Do they even know who David Himbara is? Who his sponsor Tribert Rujugiro is? Or to rephrase the questions; do they know who their congressmen hang out with?
Is the American Congress like the FIFA executive committee, a club of old cutthroat crooks, auctioning away the future of young talents?
As I watched the hearing, I felt pity for the American people. You see, being victims is something we Rwandans have gone through, but at least we were well aware of what was happening to us and why, which is how we managed to come out of it.
Being a blissful oxymoron to one’s betrayal and exploitation; that’s a terrifying thought!
In Rwanda we have a word: Agaciro! It means self-worth. It is a historical concept, enshrined within the Rwandan culture. A fund created recently to facilitate the gradual phase-out of foreign aid was given the same name, to signal that within our little means, we believe that our dignity is not for sale.
How much is the US Congress worth? How much money does one pay to spend the evening with an American Congressman? Or two of them, and that regardless if the client is a cigarette, drug dealer or a terrorist? How many foreign policy decisions has the United States of America taken, because an evil person paid off their politicians?
Many do not know this, but Himbara comes from a long line of masters of intrigues.
His great-grandfather, Nzigiye, was a famous wine handler for Rwandan King Kigeli Rwabugiri; what we call in Kinyarwanda: ‘‘Umunyenzoga’, who used his skills to calumniate the entire king’s circle and got them executed one by one, until he was left alone next to the old, drunk king.
True to his legacy, the progeny must have pulled the same tricks when he worked for President Kagame, whom, unfortunately doesn’t drink; so it didn’t work.
For 440,000 American Dollars, Himbara has bought a Member of the American House of Representatives, before whom he and his acolyte Higiro have appeared twice now.
In this post I have not commented on their allegations towards the Rwandan government, because the hearing was simply inconsequential.
For one, unlike the US Senate, the US Congress is one of the least trusted of any US public institutions: about 16%; Second, as a friend remarked, ‘they brought the same two guys, two years later, to say the same things, as they continue to pay 150.000 USD per year to a top flight Washington lobbying firm… taints the whole process and discredits it.’ The firm in question is Podesta – a name, as Americans would know, is associated with humiliating failure.

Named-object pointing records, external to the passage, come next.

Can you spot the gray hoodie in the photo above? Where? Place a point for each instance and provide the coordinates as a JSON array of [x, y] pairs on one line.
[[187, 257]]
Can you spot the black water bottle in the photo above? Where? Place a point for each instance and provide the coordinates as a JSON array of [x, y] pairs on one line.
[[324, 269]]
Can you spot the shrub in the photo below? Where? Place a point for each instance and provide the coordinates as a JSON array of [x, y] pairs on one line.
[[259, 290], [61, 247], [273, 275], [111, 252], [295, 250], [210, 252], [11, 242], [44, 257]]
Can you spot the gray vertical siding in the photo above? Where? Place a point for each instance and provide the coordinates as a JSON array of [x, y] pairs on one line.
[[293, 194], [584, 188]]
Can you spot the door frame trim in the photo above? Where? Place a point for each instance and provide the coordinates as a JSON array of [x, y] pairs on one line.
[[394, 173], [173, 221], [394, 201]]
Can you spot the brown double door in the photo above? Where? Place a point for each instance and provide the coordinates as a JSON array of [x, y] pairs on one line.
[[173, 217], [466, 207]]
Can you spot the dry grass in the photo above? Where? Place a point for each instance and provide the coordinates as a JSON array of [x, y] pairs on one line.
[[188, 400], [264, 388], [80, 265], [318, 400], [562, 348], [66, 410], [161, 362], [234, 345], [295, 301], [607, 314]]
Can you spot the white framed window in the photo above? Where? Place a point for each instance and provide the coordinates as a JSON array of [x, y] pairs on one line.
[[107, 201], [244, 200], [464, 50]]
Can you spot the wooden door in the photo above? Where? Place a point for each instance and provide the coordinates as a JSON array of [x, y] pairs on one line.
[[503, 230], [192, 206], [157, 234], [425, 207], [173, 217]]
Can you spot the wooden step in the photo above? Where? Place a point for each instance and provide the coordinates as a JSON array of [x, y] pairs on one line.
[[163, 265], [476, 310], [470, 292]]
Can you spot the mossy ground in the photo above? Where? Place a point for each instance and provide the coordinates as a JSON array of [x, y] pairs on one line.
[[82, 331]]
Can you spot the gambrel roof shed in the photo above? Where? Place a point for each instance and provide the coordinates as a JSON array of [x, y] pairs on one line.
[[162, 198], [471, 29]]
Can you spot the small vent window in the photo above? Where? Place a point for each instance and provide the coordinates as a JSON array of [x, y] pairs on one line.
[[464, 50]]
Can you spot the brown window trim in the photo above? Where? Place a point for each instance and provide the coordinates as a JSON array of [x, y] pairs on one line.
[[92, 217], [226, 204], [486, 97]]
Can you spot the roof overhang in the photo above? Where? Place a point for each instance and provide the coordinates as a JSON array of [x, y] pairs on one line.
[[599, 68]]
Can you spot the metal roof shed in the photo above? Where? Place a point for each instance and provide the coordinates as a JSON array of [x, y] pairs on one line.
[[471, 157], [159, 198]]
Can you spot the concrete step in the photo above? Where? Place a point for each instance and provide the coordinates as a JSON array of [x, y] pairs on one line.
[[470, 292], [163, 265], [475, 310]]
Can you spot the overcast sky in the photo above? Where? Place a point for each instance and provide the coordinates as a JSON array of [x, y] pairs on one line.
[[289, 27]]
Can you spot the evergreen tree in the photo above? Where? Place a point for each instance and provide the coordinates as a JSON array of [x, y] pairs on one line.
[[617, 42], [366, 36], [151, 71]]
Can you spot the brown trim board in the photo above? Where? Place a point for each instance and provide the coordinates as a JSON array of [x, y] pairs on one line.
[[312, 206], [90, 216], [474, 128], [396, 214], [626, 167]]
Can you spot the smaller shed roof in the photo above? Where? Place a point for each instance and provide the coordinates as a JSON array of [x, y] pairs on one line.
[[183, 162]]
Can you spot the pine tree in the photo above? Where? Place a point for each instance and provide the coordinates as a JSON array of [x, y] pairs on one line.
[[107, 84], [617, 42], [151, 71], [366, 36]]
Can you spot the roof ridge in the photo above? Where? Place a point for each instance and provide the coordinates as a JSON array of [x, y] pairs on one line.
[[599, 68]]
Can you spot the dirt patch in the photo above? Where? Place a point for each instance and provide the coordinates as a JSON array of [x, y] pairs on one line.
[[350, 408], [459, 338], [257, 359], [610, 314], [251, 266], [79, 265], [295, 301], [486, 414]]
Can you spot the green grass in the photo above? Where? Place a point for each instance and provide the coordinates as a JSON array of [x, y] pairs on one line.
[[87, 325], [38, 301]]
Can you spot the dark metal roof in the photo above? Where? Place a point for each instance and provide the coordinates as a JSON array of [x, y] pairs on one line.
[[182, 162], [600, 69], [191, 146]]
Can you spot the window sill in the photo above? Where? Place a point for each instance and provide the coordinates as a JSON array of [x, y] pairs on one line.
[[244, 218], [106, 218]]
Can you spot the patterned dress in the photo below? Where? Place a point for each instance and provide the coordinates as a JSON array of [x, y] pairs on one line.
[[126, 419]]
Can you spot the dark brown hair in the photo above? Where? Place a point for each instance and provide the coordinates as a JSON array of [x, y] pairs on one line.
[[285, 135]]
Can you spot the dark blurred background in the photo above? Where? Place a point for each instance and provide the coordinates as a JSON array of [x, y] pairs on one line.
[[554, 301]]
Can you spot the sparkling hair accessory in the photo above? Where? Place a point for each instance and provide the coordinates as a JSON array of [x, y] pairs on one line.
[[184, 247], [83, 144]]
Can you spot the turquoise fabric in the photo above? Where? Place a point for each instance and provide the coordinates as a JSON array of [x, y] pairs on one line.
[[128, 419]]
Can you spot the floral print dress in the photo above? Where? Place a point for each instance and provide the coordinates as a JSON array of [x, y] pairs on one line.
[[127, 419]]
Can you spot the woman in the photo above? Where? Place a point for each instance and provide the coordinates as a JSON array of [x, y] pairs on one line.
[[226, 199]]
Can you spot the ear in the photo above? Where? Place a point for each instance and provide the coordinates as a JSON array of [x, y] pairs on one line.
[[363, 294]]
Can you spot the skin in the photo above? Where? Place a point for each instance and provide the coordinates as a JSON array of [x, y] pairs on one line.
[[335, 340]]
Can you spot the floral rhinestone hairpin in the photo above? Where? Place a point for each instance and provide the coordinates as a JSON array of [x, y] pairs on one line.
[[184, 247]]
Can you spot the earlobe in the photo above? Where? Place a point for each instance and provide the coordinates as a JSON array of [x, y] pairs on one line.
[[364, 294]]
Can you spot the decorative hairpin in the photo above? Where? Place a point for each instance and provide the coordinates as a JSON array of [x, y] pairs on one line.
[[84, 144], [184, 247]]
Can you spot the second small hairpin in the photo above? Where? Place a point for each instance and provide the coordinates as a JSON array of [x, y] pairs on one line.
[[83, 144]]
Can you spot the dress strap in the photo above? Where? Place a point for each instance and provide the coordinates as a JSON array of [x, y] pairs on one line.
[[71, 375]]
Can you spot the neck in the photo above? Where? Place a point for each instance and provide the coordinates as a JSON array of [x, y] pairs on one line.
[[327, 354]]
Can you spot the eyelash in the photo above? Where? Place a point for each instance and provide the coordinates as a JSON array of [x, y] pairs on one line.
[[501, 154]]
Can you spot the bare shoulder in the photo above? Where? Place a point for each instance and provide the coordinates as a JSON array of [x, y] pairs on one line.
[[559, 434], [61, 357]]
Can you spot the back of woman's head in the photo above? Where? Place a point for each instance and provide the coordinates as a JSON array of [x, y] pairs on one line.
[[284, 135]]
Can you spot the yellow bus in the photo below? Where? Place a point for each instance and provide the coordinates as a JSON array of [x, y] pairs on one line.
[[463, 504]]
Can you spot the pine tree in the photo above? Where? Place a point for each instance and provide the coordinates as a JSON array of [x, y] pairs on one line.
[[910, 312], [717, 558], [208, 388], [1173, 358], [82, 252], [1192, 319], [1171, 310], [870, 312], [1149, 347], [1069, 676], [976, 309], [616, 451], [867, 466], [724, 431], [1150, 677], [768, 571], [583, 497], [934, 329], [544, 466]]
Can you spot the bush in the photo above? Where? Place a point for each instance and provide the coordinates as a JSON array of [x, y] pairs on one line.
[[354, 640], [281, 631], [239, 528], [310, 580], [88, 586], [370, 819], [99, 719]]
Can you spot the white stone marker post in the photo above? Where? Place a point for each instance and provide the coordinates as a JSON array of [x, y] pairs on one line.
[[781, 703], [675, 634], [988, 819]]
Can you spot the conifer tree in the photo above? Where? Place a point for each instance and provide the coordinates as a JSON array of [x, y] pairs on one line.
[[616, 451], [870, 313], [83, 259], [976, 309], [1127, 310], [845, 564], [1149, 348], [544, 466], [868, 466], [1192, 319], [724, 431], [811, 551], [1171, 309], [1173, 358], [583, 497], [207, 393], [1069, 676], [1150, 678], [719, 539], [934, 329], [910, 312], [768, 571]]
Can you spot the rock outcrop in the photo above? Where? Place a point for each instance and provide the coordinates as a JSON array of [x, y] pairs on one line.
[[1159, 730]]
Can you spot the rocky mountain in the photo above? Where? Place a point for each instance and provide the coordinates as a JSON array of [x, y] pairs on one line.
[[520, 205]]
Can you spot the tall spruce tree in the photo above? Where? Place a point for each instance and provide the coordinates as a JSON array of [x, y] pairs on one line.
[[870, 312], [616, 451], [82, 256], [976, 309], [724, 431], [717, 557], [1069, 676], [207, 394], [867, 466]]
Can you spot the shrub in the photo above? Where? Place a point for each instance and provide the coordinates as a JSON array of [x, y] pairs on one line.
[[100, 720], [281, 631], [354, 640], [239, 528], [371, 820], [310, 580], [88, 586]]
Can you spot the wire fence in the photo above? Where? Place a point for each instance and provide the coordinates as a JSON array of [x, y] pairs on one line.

Thirdly, all those allegations were extensively rebutted in the same hearing last time, by the testimony of Mzee Willis Shalita, who appeared alongside them before the US congress.
As for the ‘flavor of the month’, Diane Rwigara, their new hero, I went on a debate with Himbara on Al-Jazeera and had the opportunity to debunk all his sheer nonsense.
The debate was moderated by Mehdi Hassan and it is airing this Friday evening at 7:30 GMT; don’t miss it!